In a re-entry mediation programme, a few months before a prisoner is to be released, the process of mediation is explained to him and he is asked whether he wants to engage in mediation with any one of the persons who will play a part in his release and re-integration. Prisoners usually identify parents, siblings, spouses, the mother/father of their children and their children, if they are of an age where they can participate effectively in mediation, as parties with whom they wish to engage in mediation.
The subject matter of re-entry mediation ranges from housing arrangements, to reuniting with family members or other important people in their lives and even the creation of a parenting plan for children who they would have been somewhat estranged from but with whom they wish to re-establish a relationship.

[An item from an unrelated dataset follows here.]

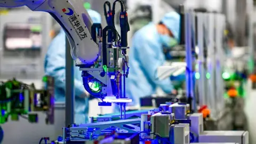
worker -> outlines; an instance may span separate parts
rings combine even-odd
[[[139,107],[140,98],[156,93],[157,87],[166,93],[177,93],[170,78],[160,81],[156,74],[157,68],[165,62],[163,46],[172,47],[178,44],[179,28],[179,14],[171,12],[159,23],[149,23],[134,34],[129,53],[126,93],[133,102],[128,106]]]
[[[101,15],[96,11],[87,10],[94,23],[101,23]],[[44,64],[46,75],[54,78],[55,102],[65,101],[66,83],[66,35],[63,29],[53,39],[47,52]],[[70,54],[68,53],[68,54]],[[84,124],[89,122],[88,93],[83,85],[82,72],[74,68],[75,123]]]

The goal, as in any other type of mediation, is to get the prisoner and the party with whom he is engaging in mediation to listen to, and show respect for, each other’s point of view and establish better relationships between them. When they rejoin their families and communities, the ex-inmates will put their new communication skills to work in the households and neighborhoods where their problems often began.
The benefits of re-entry mediation are some of the same benefits you get in any other type of mediation. It saves time and money and each party has an equal chance to be heard. However, most importantly, having resolved issues with their family members with whom they are in all likelihood going to reside upon their release, and having had the opportunity to make plans for employment, education and even treatment for drug & alcohol abuse, ex-inmates stand a much better chance of not falling into the traps which exist for them to run afoul of the law and return to prison.
Society needs to realize that there must be a balance between retribution and rehabilitation in prisons. If it cannot initially throw its support behind cable television and conjugal visits then certainly it can start with mediation.